THE way things were. Peter Magubane’s 1956 photograph of a child and her domestic servant in the suburbs of South Africa.

THERE ARE ONLY a few days left in the season of arguably one of this city’s most important and best curated exhibitions. On Common Ground, put together by seasoned photographer Paul Weinberg, aligns and contrasts selected works of two of South Africa’s photographic giants – David Goldblatt and Peter Magubane, in a project that has been five years in the making.

You may argue that work of this quality in any context would sing – Goldblatt and Magubane collectively became the voices of the struggle against the horror of apartheid values. Of an age – Goldblatt passed away in July at the age of 89; Magubane was born in 1932 – these two men intrepidly went where few were willing to, and recorded contexts which were uncomfortable and important.

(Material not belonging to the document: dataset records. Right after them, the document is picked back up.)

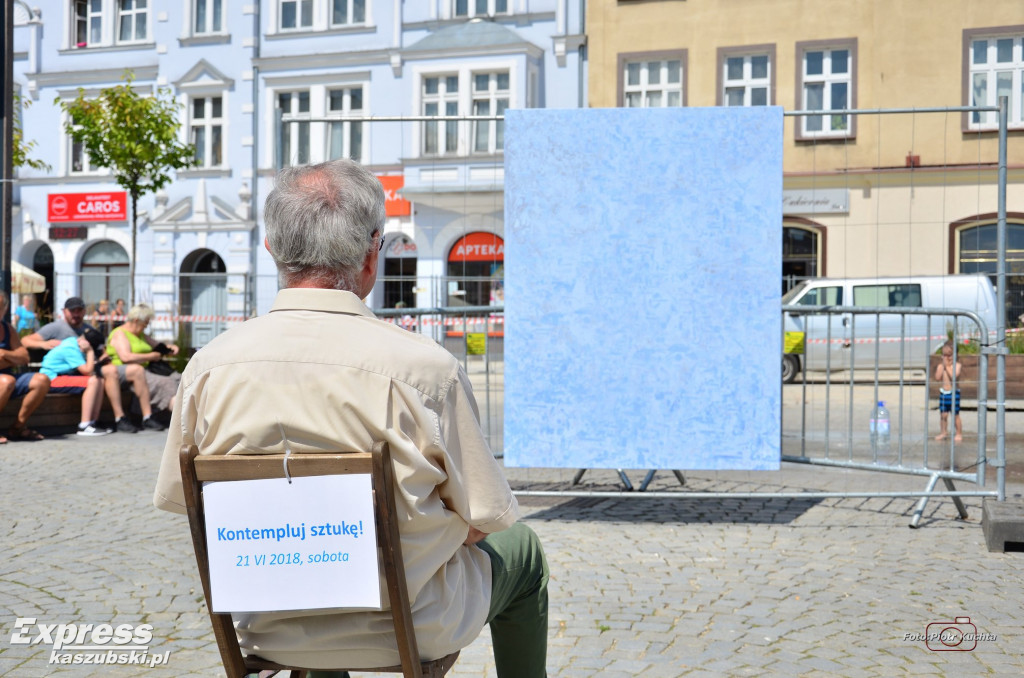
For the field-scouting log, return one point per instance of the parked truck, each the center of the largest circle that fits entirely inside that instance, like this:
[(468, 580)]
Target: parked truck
[(845, 340)]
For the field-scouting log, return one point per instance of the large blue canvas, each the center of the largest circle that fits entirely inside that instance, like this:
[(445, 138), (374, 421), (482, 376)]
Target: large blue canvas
[(642, 263)]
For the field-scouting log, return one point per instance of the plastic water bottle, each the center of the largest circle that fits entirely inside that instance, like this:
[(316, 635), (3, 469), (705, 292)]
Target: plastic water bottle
[(879, 426)]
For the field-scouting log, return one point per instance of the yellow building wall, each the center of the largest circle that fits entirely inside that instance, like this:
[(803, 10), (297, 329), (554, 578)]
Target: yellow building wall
[(909, 53)]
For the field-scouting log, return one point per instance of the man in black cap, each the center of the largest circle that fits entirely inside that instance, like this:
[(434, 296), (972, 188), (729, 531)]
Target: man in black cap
[(72, 325)]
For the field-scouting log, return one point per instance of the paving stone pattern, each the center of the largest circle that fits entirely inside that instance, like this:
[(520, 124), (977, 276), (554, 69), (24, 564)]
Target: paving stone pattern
[(640, 587)]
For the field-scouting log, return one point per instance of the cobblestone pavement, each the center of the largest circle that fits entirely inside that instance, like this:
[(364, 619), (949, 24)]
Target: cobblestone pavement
[(640, 587)]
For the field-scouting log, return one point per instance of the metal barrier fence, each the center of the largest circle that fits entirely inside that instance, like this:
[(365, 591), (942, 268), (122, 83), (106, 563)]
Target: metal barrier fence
[(841, 437)]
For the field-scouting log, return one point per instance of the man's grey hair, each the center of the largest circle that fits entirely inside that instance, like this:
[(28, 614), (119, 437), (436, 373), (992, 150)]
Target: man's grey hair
[(321, 221)]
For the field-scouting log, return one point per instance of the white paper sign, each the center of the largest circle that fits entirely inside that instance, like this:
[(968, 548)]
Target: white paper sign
[(307, 545)]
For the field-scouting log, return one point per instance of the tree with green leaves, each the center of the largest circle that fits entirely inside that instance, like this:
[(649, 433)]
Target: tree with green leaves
[(19, 147), (133, 135)]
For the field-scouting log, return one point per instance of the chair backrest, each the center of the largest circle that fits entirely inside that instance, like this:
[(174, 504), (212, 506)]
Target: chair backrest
[(197, 469)]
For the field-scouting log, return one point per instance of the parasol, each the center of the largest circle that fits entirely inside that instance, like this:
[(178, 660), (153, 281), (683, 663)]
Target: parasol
[(25, 280)]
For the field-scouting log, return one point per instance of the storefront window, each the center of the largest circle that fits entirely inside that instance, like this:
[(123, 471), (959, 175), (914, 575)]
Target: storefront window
[(800, 256), (476, 270), (399, 272), (979, 254), (104, 272)]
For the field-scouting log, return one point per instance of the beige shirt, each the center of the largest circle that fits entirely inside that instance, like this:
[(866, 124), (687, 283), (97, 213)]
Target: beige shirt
[(324, 368)]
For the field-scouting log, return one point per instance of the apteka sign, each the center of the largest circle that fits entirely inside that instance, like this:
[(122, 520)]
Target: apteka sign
[(87, 206)]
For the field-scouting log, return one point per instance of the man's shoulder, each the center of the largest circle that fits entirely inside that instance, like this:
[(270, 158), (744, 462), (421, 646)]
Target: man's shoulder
[(361, 342), (55, 330)]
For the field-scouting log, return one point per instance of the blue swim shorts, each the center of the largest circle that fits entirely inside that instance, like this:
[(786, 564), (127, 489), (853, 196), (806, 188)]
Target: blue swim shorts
[(946, 400)]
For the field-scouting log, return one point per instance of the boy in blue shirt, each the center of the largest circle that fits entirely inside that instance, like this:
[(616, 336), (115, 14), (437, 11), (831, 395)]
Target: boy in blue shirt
[(71, 368)]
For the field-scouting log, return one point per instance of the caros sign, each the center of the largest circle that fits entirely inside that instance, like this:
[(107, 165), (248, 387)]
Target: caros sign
[(87, 206)]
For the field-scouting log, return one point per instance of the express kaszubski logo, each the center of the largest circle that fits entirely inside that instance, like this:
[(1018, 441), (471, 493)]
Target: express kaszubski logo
[(89, 643)]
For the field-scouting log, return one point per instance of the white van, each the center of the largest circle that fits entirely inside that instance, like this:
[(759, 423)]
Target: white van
[(852, 336)]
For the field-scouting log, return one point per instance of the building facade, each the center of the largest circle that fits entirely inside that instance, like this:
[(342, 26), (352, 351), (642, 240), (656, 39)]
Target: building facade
[(267, 84), (865, 195)]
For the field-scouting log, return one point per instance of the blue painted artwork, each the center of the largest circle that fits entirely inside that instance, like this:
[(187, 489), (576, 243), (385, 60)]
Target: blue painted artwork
[(642, 263)]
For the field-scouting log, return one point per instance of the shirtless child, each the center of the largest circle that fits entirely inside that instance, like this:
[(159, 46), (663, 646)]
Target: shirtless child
[(947, 399)]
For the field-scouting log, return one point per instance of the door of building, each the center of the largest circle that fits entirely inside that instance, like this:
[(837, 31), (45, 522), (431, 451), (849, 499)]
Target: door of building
[(204, 295)]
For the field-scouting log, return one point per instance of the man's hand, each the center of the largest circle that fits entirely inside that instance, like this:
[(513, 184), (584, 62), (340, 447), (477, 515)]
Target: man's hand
[(474, 536)]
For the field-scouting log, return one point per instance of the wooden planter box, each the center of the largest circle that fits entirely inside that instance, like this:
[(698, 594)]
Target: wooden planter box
[(968, 383)]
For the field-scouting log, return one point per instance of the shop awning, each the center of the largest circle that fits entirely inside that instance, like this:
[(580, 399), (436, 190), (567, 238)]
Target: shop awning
[(25, 280)]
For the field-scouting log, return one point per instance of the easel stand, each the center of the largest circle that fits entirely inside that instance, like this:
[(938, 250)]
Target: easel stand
[(626, 479)]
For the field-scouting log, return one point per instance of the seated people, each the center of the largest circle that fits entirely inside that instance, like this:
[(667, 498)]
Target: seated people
[(71, 369), (131, 350), (71, 325), (25, 315), (31, 387)]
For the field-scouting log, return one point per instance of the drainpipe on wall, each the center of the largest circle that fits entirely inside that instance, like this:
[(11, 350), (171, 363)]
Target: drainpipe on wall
[(254, 240)]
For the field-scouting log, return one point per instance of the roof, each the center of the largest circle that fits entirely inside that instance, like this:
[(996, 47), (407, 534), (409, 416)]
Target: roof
[(474, 33)]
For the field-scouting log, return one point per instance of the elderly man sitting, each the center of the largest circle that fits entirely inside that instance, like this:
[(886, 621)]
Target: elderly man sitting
[(345, 380)]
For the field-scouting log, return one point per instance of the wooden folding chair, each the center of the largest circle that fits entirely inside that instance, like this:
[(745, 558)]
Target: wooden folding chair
[(197, 469)]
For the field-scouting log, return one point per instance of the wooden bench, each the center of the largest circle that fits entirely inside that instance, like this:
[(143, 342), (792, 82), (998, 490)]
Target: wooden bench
[(64, 411)]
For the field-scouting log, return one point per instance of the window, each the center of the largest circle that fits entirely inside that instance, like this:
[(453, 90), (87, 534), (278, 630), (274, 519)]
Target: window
[(491, 97), (480, 7), (822, 296), (440, 97), (320, 122), (888, 296), (131, 20), (651, 80), (826, 84), (995, 68), (108, 23), (294, 143), (296, 14), (79, 158), (348, 11), (345, 137), (747, 79), (206, 131), (801, 253), (104, 271), (88, 23), (978, 253), (208, 16)]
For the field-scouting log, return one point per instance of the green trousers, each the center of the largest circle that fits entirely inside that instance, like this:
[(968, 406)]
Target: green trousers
[(518, 615)]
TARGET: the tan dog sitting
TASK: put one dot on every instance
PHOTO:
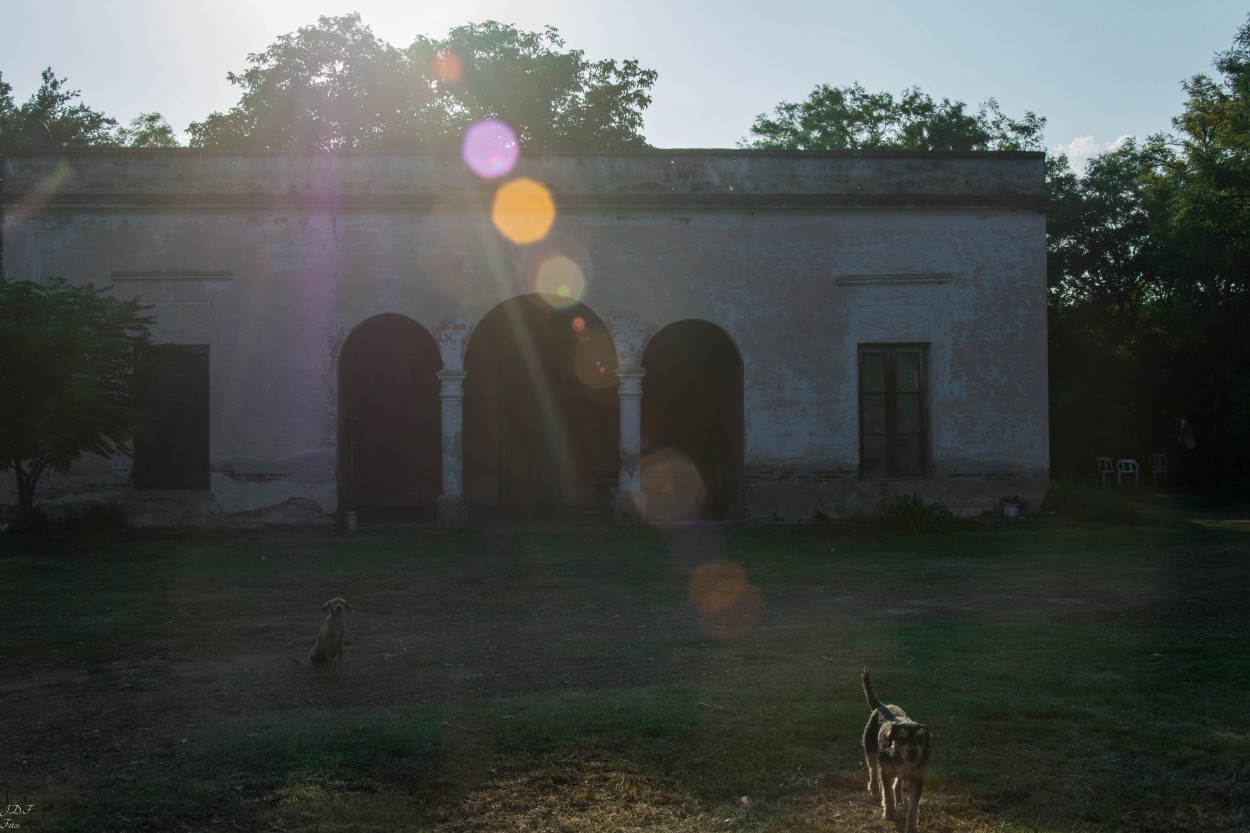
(329, 642)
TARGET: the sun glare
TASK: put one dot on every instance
(673, 484)
(490, 149)
(560, 282)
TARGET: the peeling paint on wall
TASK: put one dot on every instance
(273, 259)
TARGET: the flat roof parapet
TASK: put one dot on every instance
(195, 178)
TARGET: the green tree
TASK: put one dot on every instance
(66, 383)
(338, 85)
(551, 98)
(148, 130)
(1203, 220)
(1105, 288)
(850, 118)
(69, 123)
(54, 118)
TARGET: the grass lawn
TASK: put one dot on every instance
(1076, 676)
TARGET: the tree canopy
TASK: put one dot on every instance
(850, 118)
(66, 387)
(1150, 285)
(55, 118)
(338, 85)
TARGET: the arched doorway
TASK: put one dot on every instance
(390, 464)
(693, 422)
(541, 415)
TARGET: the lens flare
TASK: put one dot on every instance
(490, 149)
(560, 282)
(594, 358)
(448, 66)
(524, 210)
(673, 485)
(728, 604)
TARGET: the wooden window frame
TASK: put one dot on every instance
(889, 443)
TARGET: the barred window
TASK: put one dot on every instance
(894, 422)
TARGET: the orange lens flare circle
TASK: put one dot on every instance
(523, 210)
(728, 604)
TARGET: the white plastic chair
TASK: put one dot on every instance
(1104, 469)
(1158, 467)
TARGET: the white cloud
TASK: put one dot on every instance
(1080, 149)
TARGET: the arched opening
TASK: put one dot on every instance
(541, 415)
(390, 459)
(693, 430)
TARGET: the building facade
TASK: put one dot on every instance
(651, 337)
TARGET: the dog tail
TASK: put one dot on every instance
(868, 692)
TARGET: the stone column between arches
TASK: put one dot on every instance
(453, 510)
(630, 503)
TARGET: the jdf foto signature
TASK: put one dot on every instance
(11, 816)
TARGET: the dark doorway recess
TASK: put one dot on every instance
(390, 459)
(541, 415)
(171, 440)
(693, 407)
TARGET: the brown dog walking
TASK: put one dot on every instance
(896, 749)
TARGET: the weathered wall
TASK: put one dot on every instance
(273, 259)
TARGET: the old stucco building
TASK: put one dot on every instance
(690, 333)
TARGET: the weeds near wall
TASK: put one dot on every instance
(910, 513)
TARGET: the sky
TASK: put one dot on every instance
(1096, 70)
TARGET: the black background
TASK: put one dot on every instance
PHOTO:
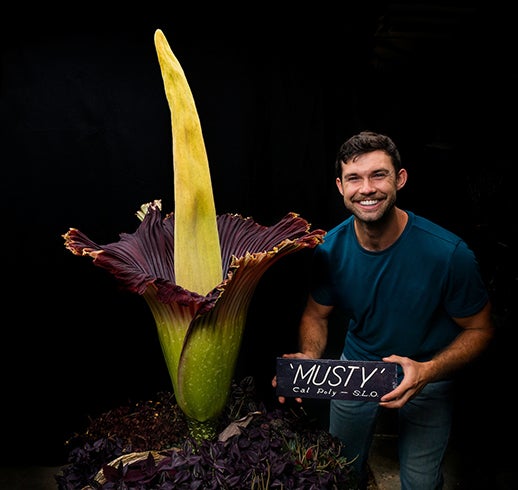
(86, 139)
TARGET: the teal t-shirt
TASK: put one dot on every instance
(400, 300)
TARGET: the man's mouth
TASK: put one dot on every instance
(369, 202)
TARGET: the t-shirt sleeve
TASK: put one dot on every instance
(466, 291)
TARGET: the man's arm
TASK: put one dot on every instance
(312, 335)
(313, 329)
(478, 332)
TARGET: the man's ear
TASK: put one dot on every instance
(339, 185)
(402, 177)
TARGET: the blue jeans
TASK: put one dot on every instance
(424, 425)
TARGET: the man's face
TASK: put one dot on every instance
(369, 185)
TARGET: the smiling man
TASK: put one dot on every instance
(412, 294)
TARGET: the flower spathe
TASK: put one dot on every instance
(196, 270)
(200, 335)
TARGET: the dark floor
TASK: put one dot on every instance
(459, 474)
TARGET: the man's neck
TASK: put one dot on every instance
(381, 234)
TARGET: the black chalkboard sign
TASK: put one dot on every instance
(328, 378)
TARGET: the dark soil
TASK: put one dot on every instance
(148, 446)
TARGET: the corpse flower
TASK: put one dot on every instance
(196, 270)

But there’s a lot more to this exhibition which is not only about the impeccable nature and magnificent work of both these men. It’s about a celebration of dignity. Coupled with the photographs – some of which you may have seen in other contexts, other publications, some of which have gone on to resonate with the unmistakable voice of a classic – are three videos of filmed footage of the artists themselves.

Structured along elegantly symmetrical lines, the exhibition shows cornerstone photographs by both men. The footage finds both Goldblatt and Magubane speaking about the challenges they faced over the long hard years of their careers. But it is the third video, screened in a darkened space in the gallery that will grab you by the heart and make you want to hold this exhibition and the values that it espouses just there, in your heart. It’s the kind of footage that encapsulates everything and makes you feel privileged to have been born into a world where people like this, men dedicated to their craft, have lived.

It’s an ordinary, unselfconscious focus on the meeting of Goldblatt and Magubane, part of the chronology of this exhibition in its planning stages. They’re both really old. They both have millions of tales to tell. They’re both physically vulnerable, frail and beautiful: they’ve lived life to the full and given back in a way that changed the world and made it a place with that much more levity. That much more of a sense of hope.

Weinberg brings everything together in a manner devoid of crass sentimentality or big egos. You know, as you’re entering this space, that you’re in the presence of greatness. Candid, humble greatness. The real kind. The kind you will never forget.

  • On Common Ground by David Goldblatt and Peter Magubane, curated by Paul Weinberg is at Goodman Gallery, Rosebank, Johannesburg, until August 25. 011 788 1113.